6. La difficoltà a inserire le storie nazionali nell’alveo della storia europea è dunque un dato di fatto. Con la crisi dello Stato-nazione, d’altronde, è entrata in crisi anche la storia-materia, che era ad esso strettamente legata. Da tale crisi non è uscita forgiata una nuova identità europea, bensì sono rifioriti i localismi. La Spagna è l’esempio più evidente, ma considerazioni in parte simili valgono anche per la Gran Bretagna. L’Europa non può però essere l’unico orizzonte a cui ancorare l’esposizione della storia contemporanea: è altresì necessario inserire le vicende degli Stati europei nel più ampio quadro di una complessiva world history. Il modo più corretto e fecondo di raccontare la contemporaneità – ma anche, e soprattutto, la modernità – dovrebbe mettere al centro della prospettiva le relazioni che l’Europa ha avuto col resto del mondo. Questo è un altro aspetto essenziale che – seppure non organicamente – viene sollevato dal libro curato da Cavalli.

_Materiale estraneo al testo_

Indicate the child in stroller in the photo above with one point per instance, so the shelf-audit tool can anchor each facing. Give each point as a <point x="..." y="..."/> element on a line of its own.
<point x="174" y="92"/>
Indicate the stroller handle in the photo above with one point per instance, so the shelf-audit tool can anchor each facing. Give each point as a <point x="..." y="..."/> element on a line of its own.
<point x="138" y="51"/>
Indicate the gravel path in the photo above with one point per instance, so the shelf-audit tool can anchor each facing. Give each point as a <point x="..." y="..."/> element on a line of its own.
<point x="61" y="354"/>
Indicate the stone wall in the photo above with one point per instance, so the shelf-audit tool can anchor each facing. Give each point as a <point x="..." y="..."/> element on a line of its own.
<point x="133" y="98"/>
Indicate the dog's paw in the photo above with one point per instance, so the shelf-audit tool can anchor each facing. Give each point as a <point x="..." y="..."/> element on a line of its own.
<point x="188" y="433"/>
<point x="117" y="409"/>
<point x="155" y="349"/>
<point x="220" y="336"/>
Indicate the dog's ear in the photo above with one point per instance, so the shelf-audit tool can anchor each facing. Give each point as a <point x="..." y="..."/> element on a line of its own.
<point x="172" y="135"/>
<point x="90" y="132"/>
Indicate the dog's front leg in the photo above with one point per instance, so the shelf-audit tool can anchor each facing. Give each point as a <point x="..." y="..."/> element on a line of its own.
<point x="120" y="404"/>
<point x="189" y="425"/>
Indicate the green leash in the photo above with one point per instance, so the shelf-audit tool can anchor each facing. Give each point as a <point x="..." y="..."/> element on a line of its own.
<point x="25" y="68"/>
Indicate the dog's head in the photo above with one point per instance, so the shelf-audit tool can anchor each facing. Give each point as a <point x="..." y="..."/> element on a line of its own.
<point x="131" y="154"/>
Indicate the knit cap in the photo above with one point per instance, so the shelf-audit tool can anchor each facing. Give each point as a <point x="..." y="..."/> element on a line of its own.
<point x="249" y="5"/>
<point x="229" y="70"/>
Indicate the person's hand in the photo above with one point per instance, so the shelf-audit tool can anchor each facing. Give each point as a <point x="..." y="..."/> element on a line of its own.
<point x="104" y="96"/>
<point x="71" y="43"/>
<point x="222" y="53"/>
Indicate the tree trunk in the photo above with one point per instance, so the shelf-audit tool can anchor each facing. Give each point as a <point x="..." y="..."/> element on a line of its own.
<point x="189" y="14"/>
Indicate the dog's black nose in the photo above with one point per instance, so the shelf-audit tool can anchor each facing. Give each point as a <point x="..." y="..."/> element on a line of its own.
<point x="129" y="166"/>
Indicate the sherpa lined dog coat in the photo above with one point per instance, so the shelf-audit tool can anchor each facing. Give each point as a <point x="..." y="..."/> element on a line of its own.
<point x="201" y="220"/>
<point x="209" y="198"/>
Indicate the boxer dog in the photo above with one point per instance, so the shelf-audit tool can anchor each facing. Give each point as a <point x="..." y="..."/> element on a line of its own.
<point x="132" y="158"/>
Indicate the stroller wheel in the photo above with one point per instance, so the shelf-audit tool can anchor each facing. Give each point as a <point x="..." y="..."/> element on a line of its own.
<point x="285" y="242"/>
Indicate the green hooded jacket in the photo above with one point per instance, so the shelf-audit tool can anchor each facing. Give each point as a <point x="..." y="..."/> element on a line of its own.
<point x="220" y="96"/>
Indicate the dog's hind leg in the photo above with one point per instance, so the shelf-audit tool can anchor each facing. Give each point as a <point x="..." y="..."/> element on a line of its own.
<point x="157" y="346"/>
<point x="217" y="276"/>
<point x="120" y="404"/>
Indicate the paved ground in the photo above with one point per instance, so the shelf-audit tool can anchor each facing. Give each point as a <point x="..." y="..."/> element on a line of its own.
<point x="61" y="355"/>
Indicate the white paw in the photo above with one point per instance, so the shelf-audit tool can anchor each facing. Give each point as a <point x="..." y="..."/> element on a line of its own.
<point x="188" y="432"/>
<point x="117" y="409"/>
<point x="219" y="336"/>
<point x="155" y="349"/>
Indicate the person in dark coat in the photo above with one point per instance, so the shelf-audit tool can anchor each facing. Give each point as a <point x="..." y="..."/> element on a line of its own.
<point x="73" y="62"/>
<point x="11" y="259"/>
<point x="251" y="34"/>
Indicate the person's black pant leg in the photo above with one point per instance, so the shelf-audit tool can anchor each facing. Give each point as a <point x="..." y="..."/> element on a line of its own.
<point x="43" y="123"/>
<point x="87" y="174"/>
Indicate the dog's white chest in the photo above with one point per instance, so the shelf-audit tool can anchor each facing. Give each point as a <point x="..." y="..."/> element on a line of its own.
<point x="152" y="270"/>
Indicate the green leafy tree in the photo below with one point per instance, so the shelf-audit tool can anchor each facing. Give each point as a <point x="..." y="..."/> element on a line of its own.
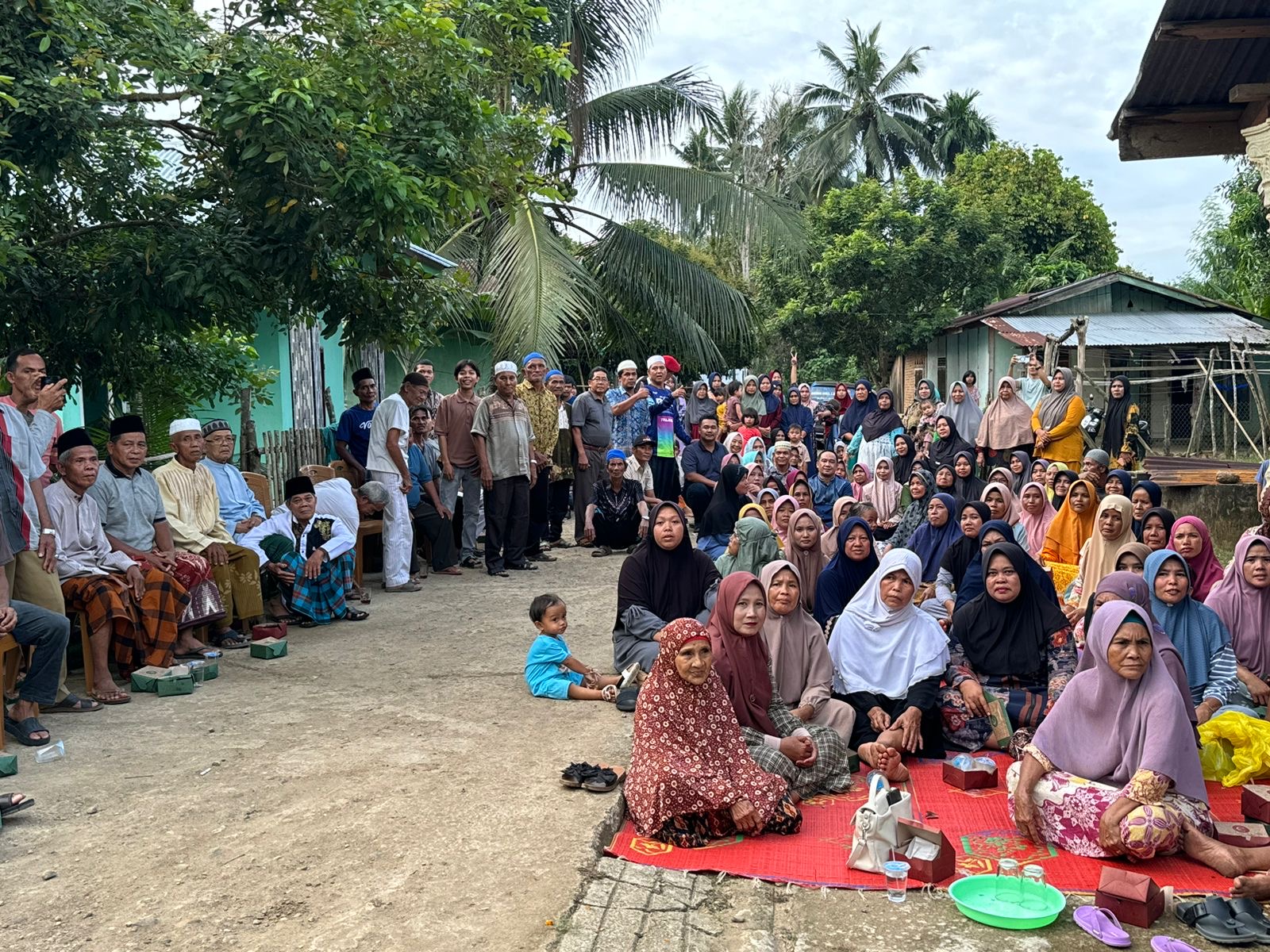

Sull’onda della globalizzazione e dei mutamenti intercorsi nelle nostre società, infine, viene posto il problema di individuare nella didattica della storia uno spazio dentro al quale possano agire temi essenziali per l’educazione civica (intesa come educazione ai valori democratici) e la formazione del senso critico. La didattica tradizionale è posta fortemente sotto accusa. Il modello di insegnamento della storia propugnato nei diversi saggi è orientato non solo al superamento del nozionismo, ma anche al ridimensionamento della storia politica e alla riconsiderazione delle basi cronologiche dell’insegnamento stesso: una tendenza che ha talvolta suscitato, da parte dai fautori della didattica tradizionale, critiche di ‘sociologismo’. Da questo punto di vista, le ragioni degli autori di questo volume non sono sempre accompagnate, occorre dirlo, da un tono aperto al dialogo. Tra le pubblicazioni dedicate ai problemi della didattica, Insegnare la storia contemporanea in Europa si segnala comunque come un libro non solo utile e documentato, ma anche percorso da una robusta tensione etica: un libro da leggere raccogliendone l’invito a pensare la scuola come uno spazio di confronto, in cui gli ideali civili del Vecchio Continente possano maturare insieme alle future generazioni dei suoi cittadini.